Abstract 215P
Background
Almost 60% of breast cancers (BCs) diagnosed in germline BRCA1/2 pathogenic variants (gBRCAm) carriers are HR+/HER2-. CDK4/6 inhibitors (CDK4/6i) plus endocrine therapy (ET) represent standard first-line treatment for HR+/HER2- metastatic BC. Sparse data suggest limited CDK4/6i benefit among gBRCAm carriers. However, prespecified subgroup analyses from pivotal trials are lacking, and current data quality is poor given the small patient populations.
Methods
We conducted a systematic review and meta-analysis of studies evaluating CDK4/6i outcomes in patients with HR+/HER2- metastatic BC according to gBRCA status. We queried Embase, MEDLINE, PubMed, ASCO, ESMO and SABCS proceedings to identify eligible studies. Progression free survival (PFS) and overall survival (OS) were compared according to gBRCA status (gBRCAm vs. gBRCA wild type [wt] and vs. a combined group of gBRCAwt patients and unknown status [wt/unk]).
Results
Of 1135 potentially eligible records, 11 studies were included in the meta-analysis, covering a population of 11516 patients, 392 of whom with gBRCAm (range 6-145). Two studies included only gBRCA tested patients; all other studies also allowed gBRCA untested patients. Five studies only assessed patients receiving CDK4/6i as fistr-line therapy. The meta-analysis of studies with available data for gBRCAm vs. gBRCAwt patients resulted in an HR for PFS of 1.72 (95%CI 1.29-2.27) and an HR for OS of 2.02 (95%CI 1.36-3.01). Expanding the analysis with the inclusion of patients with unknown gBRCA status led to similar results (gBRCAm vs. gBRCAwt/unk), with an HR for PFS of 2.21 (95%CI 1.62-3.03) and for OS of 1.65 (95%CI 1.16-2.34). A sensitivity analysis of patients receiving CDK4/6i as fistr-line showed similar results, with gBRCAm patients having a worse PFS (HR 4.12, 95%CI 1.82-9.35) and OS (HR 1.97, 95%CI 0.62-6.22) compared to gBRCAwt/unk.
Conclusions
gBRCAm patients with advanced HR+/HER2- BC treated with CDK4/6i + ET present a significant worse PFS and OS, with a doubling in risk of death compared to gBRCAwt. Further research is needed to understand molecular mechanisms and identify the optimal treatment sequence.
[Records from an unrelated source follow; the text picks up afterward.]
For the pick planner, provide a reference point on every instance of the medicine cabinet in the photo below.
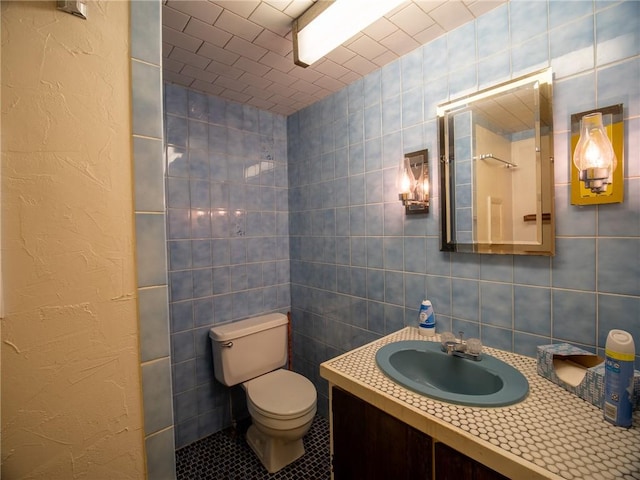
(496, 169)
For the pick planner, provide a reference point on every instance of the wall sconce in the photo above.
(412, 181)
(597, 169)
(328, 24)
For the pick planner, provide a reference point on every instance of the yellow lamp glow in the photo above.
(594, 156)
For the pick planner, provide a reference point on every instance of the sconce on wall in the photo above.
(328, 24)
(597, 169)
(412, 181)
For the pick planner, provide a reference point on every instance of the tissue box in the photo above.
(578, 371)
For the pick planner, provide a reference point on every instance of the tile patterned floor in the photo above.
(226, 455)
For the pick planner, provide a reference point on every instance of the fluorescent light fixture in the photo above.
(327, 25)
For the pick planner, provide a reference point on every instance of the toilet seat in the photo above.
(281, 394)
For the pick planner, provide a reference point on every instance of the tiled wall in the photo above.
(151, 257)
(359, 266)
(228, 239)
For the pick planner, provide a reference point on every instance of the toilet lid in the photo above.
(281, 392)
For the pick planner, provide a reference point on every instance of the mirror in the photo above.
(496, 169)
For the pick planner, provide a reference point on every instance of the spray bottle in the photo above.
(618, 378)
(427, 319)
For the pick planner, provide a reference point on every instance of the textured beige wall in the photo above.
(71, 398)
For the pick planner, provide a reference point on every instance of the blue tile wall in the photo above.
(228, 238)
(151, 252)
(359, 267)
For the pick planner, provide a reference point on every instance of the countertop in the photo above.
(552, 434)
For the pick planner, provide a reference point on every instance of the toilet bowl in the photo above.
(282, 403)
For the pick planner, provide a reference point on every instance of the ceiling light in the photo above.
(327, 25)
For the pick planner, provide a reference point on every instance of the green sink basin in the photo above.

Clinical trial identification
CRD42024500780 (22 Jan 2024).
Legal entity responsible for the study
The authors.
Funding
Has not received any funding.
Disclosure
F. Miglietta: Financial Interests, Personal, Invited Speaker: Roche, Novartis, Seagen, Pfizer, Lilly, Menarini; Financial Interests, Personal, Advisory Board: AstraZeneca, MSD. M.V. Dieci: Financial Interests, Personal, Invited Speaker: Eli Lilly, Exact sciences, Gilead, Seagen, Daiichi Sankyo, Novartis; Financial Interests, Personal, Advisory Board: Novartis, Eli Lilly, Seagen, Exact Science, Daiichi Sankyo, Gilead; Financial Interests, Personal, Other, Consultancy: Pfizer; Financial Interests, Personal, Other, Consultancy on educational project: Roche. G. Griguolo: Financial Interests, Personal, Invited Speaker: Novartis, Eli Lilly, MSD; Financial Interests, Personal, Advisory Board: Gilead, Menarini, Seagen; Other, Travel Support: Novartis, Amgen, Daiichi Sankyo, Eli Lilly, Gilead; Other, Trave Support: Pfizer. F. Girardi: Financial Interests, Personal, Invited Speaker: AstraZeneca, Eli Lilly, Gilead Scince; Financial Interests, Personal, Other, Travel support: Eli Lilly; Financial Interests, Other, Travel Support: Gilead Science. V. Guarneri: Financial Interests, Personal, Invited Speaker: Eli Lilly, Novartis, GSK, AstraZeneca, Gilead, Exact Sciences; Financial Interests, Personal, Advisory Board: Eli Lilly, Novartis, MSD, Gilead, Merck, Exact Sciences, Eisai, Olema Oncology, AstraZeneca, Daiichi Sankyo, Pfizer; Financial Interests, Personal, Expert Testimony: Eli Lilly; Financial Interests, Institutional, Invited Speaker: Eli Lilly, Roche, BMS, Novartis, AstraZeneca, MSD, Synton Biopharmaceuticals, Merck, GSK, Daiichi Sankyo, Nerviano, Pfizer; Non-Financial Interests, Member: ASCO. All other authors have declared no conflicts of interest.